We recommended you open and refer to the [sample partitioner plugin sources](#sample-partitioner-plugin) while following these instructions.

A partitioner plugin integrates with PDI by implementing two distinct Java interfaces. Each interface represents a set of responsibilities performed by a PDI partitioner. Each of the interfaces has a base class that implements the bulk of the interface in order to simplify plugin development.

| Package                        | Interface           | Base Class      | Main Responsibilities                                                                                                                                                              |
| ------------------------------ | ------------------- | --------------- | ---------------------------------------------------------------------------------------------------------------------------------------------------------------------------------- |
| `org.pentaho.di.trans`         | Partitioner         | BasePartitioner | <ul><li>Maintain partitioner settings</li><li>Serialize partitioner enumerations</li><li>Provide access to dialog class</li><li>Assign rows to partitions during runtime</li></ul> |
| `org.pentaho.di.ui.trans.step` | StepDialogInterface | BaseStepDialog  | <ul><li>Partitioner settings dialog</li></ul>                                                                                                                                      |

## Implementing the partitioner interface

`Partitioner` is the main Java interface that a plugin implements.

* **Java interface**

  [org.pentaho.di.trans.Partitioner](http://javadoc.pentaho.com/kettle530/kettle-engine-5.3.0.0-javadoc/org/pentaho/di/trans/Partitioner.html)
* **Base class**

  [org.pentaho.di.trans.BasePartitioner](http://javadoc.pentaho.com/kettle530/kettle-engine-5.3.0.0-javadoc/org/pentaho/di/trans/BasePartitioner.html)

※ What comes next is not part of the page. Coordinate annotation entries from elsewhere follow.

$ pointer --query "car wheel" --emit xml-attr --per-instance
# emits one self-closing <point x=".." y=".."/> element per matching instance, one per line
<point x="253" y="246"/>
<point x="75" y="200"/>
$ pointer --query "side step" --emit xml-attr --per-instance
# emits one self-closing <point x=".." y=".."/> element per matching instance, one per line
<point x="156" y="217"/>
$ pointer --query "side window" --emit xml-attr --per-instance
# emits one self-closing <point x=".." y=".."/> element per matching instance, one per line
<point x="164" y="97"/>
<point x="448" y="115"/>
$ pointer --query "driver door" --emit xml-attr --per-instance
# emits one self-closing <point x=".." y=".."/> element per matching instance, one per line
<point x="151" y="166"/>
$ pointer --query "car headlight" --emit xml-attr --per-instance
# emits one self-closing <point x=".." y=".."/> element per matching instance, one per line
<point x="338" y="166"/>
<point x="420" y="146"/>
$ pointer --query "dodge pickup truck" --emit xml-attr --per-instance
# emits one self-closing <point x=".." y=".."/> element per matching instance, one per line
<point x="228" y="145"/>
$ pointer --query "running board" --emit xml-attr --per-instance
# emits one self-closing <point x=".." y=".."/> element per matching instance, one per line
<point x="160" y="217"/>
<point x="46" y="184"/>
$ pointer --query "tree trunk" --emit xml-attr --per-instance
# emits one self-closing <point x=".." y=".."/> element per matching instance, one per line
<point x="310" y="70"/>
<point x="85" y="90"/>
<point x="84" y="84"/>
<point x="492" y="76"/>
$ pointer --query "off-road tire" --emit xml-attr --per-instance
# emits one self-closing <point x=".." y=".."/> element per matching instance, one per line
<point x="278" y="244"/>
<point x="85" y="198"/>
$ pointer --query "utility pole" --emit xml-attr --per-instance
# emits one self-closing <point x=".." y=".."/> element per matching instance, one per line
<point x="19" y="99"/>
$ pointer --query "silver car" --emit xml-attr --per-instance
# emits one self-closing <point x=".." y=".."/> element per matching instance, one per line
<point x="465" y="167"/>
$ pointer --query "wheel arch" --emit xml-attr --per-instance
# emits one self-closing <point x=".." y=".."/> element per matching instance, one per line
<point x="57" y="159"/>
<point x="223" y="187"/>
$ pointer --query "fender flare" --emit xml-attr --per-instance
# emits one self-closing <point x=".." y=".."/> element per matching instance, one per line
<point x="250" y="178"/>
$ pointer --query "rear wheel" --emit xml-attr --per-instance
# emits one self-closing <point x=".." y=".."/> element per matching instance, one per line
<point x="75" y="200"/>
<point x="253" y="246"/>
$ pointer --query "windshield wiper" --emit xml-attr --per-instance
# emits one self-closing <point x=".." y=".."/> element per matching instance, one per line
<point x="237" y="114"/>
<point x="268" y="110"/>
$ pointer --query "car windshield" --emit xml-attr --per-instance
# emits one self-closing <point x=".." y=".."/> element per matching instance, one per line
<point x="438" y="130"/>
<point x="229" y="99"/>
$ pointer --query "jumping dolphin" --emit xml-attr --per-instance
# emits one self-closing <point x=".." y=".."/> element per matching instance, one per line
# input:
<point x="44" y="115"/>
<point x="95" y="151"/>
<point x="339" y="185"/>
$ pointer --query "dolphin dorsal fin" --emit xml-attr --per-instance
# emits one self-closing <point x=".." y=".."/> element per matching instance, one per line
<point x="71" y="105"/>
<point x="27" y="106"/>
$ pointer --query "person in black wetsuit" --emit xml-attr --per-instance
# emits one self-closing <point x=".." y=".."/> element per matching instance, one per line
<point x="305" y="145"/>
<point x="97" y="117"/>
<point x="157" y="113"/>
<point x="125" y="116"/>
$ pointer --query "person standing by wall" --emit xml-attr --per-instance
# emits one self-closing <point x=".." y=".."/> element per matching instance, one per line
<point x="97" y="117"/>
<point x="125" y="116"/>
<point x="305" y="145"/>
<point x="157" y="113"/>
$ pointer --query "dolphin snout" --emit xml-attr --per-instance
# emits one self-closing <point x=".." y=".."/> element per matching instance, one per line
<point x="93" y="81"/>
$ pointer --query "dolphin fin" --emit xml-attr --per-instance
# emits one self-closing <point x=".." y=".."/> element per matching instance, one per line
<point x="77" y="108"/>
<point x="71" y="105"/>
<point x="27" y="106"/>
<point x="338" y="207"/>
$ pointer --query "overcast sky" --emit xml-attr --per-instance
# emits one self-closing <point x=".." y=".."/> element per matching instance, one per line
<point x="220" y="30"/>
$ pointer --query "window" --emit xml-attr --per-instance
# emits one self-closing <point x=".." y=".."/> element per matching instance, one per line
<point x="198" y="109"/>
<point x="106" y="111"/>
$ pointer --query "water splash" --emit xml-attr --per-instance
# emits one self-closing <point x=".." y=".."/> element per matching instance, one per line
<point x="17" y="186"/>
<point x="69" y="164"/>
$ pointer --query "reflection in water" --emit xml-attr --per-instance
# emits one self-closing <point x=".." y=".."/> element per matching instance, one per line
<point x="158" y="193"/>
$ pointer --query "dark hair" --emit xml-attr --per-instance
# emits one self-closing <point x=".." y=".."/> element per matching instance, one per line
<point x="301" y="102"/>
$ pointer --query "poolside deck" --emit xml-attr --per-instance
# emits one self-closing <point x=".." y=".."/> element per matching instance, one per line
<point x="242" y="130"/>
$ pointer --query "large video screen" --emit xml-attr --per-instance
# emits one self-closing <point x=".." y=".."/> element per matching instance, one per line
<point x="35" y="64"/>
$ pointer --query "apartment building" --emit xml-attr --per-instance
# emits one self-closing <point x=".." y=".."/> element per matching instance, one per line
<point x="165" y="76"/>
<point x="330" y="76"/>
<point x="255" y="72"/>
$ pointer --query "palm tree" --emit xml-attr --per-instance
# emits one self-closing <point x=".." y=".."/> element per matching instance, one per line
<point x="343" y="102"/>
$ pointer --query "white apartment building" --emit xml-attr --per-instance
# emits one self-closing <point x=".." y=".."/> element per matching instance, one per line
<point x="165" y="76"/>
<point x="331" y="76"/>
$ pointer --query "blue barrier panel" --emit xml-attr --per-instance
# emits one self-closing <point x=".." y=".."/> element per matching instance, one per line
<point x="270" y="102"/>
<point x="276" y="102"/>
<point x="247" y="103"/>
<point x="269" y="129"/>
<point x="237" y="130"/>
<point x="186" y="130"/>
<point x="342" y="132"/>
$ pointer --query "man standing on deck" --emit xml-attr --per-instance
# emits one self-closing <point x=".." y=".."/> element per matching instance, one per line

### Keep track of partitioner settings

The implementing class keeps track of partitioner settings using private fields with corresponding `get` and `set` methods. The `dialog` class implementing `PartionerDialogInterface` is using these methods to copy the user supplied configuration in and out of the dialog.

* **`public Object clone()`**

  This method is called when a step containing partitioning configuration is duplicated in the PDI client (Spoon). It needs to return a deep copy of this partitioner object. It is essential that the implementing class creates proper deep copies if the configuration is stored in modifiable objects, such as lists or custom helper objects. The copy is created by calling `super.clone()` and deep copying any fields the partitioner may have declared.
* **`public Partitioner getInstance()`**

  This method is required to return a new instance of the partitioner class, with the plugin id and plugin description inherited from the instance upon which this method is called.

### Serialize partitioner settings

The plugin serializes its settings to both XML and a PDI repository.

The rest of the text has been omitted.